Area-preserving circle slice length

Question

I have a circle with a radius r and center O (1). It gets sliced. The length of the line from center O to the slice edge at 90° angle is know and is equal to r₂ (2). In this case I can easily figure out how to calculate the length l of the slice line. However, this won't work for me, because this is really a "slice" case and the circle doesn't preserve area. I, however, need to calculate the length of the line if it preserves the area. Now we get 2 lines(AB and CD) which both belog to corresponding tangents of circle(going through points A and C). AB and CD have identic length and they're placed as seen in the image (3). Now I need to calculate the l₂ created in this case. This is something that I, however, don't know how to calculate. What is an effective way to calculate this given arguments r and r₂(as far as I know, the rest can be calculated out of those 2 values)?

Answer 1

Referring to the figure shown below, by “to have the area preserved”, I guess you mean:-

[The cut-off segment QXR] is compensated by $2 \times$ [the brown shaded region].

The question is to find x, the distance of P from Q on the extension of MQ, such that [the brown shaded region] = [the light green shaded region].

Or equivalently, find x such that [quadrilateral ATPM] = [sector ATQX] …… (0)

In the following, all angles are measure in radians.

In $\triangle AMQ$, $s = \sqrt {r^2 – d^2}$ and $\alpha = \sin^{-1} (\dfrac {d}{r})$. Both of them are then known quantities.

In $\triangle AMP$, if we let $\angle APM = \beta$, then $2t = \dfrac {d}{\sin \beta}$ …... (1)

In $\triangle APT$, if we let $\angle APT = \phi$, then $\phi = \sin^{-1}(\dfrac {r}{2t})$ …... (2)

Also, $PT = u = \sqrt{(2t)^2 – r^2}$. After putting (1) in, we have $u = \sqrt{(\dfrac {d}{\sin \beta})^2 – r^2}$. …... (3)

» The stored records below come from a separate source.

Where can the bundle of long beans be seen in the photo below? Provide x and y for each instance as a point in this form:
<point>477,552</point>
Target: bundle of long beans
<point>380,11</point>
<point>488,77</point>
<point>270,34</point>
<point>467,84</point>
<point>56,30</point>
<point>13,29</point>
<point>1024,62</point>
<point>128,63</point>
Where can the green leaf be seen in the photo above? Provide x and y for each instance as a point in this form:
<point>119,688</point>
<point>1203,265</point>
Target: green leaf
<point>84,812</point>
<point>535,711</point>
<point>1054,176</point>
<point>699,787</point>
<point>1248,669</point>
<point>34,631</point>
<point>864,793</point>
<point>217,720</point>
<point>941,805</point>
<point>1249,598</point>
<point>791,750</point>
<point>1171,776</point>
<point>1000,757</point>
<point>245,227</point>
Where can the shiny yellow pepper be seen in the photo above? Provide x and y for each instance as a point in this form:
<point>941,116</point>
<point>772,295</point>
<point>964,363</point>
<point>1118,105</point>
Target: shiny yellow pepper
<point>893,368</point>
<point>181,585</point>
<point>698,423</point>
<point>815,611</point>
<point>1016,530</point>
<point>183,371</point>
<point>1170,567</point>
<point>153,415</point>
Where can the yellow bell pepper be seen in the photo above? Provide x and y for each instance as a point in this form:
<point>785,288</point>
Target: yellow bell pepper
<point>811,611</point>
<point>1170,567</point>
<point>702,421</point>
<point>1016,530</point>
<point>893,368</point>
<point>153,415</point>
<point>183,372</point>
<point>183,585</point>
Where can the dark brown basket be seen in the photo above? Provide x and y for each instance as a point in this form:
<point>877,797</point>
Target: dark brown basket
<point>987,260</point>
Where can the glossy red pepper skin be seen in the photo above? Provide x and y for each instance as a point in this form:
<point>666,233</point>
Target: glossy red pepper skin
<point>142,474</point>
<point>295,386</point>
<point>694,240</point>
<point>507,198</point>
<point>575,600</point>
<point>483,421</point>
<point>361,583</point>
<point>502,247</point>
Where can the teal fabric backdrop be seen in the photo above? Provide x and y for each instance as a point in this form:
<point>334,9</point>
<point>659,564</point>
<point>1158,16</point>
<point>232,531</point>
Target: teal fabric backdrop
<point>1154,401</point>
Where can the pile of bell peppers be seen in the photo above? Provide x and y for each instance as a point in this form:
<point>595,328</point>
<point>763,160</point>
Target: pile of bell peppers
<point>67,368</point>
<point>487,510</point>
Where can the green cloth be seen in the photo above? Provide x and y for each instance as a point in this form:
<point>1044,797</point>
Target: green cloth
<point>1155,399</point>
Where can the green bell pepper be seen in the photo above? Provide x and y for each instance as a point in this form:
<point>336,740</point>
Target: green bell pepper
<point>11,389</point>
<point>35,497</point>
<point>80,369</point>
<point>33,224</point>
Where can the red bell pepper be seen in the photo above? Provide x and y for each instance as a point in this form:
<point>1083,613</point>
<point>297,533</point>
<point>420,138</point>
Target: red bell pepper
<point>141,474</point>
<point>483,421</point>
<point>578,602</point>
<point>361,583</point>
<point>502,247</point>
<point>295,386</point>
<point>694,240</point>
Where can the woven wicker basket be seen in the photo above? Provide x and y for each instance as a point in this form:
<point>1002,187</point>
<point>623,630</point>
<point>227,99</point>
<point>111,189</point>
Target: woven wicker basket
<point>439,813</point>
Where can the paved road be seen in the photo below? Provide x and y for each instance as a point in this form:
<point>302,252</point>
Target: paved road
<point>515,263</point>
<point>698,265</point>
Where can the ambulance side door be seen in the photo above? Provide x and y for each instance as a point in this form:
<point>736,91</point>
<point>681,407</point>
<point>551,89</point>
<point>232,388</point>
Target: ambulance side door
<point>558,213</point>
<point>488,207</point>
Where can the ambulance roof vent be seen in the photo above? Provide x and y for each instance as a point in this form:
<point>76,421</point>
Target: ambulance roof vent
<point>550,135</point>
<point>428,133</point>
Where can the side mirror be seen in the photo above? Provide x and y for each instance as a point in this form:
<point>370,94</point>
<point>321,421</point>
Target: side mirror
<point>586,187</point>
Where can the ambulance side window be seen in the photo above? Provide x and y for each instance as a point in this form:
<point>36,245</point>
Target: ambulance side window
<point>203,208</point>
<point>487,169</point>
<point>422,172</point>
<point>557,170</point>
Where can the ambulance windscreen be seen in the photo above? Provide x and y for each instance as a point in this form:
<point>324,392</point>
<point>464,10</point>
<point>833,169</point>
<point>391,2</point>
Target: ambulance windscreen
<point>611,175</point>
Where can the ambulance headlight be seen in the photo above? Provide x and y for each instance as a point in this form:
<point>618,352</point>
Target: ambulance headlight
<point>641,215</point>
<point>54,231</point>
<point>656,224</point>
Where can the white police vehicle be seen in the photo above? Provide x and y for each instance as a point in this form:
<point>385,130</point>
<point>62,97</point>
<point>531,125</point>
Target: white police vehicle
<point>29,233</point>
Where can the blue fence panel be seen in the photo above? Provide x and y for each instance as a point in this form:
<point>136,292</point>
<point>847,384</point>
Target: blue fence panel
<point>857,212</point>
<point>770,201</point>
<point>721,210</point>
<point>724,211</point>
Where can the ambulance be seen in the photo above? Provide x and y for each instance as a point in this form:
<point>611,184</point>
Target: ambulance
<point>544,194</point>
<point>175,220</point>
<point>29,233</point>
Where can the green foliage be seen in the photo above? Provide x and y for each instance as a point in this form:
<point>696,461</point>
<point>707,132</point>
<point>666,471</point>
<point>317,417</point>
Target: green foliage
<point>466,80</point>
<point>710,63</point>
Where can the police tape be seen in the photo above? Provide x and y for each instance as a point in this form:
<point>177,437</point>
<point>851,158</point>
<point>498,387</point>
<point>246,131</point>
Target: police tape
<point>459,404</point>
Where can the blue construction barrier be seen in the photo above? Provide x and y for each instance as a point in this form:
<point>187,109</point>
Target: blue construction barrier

Since $$[\text {quadrilateral ATPM}] = \dfrac {ru}{2} +\dfrac {d(x + s)}{2} = \dfrac {r\sqrt{(\dfrac {d}{\sin \beta})^2 – r^2}}{2} + \dfrac {d(x + s)}{2}$$

And since ATPM is cyclic, $$[\text {sector ATQX}] = \dfrac {r^2}{2} [\pi – ((\phi + \beta))]^c = \dfrac {r^2}{2} [\pi – ((\sin^{-1}(\dfrac {r}{2t}) + \beta))]^c = \dfrac {r^2}{2} [\pi – ((\sin^{-1}(\dfrac {r\sin\beta}{d}) + \beta))]^c $$

In short, from (0), we have $\dfrac {r\sqrt{(\dfrac {d}{\sin \beta})^2 – r^2}}{2} + \dfrac {d(x + s)}{2} = \dfrac {r^2}{2} [\pi – ((\sin^{-1}(\dfrac {r \sin \beta}{d}) + \beta))]$ …(4).

In addition, by surveyor’s formula, we have $\dfrac {x}{d} = \dfrac {1}{\tan \beta} - \dfrac {1}{\tan \alpha}$ …. (5)

Finally, the value of x (and also $\beta$) can be found theoretically but not readily from (4) and (5) because the two equations seem to be independent.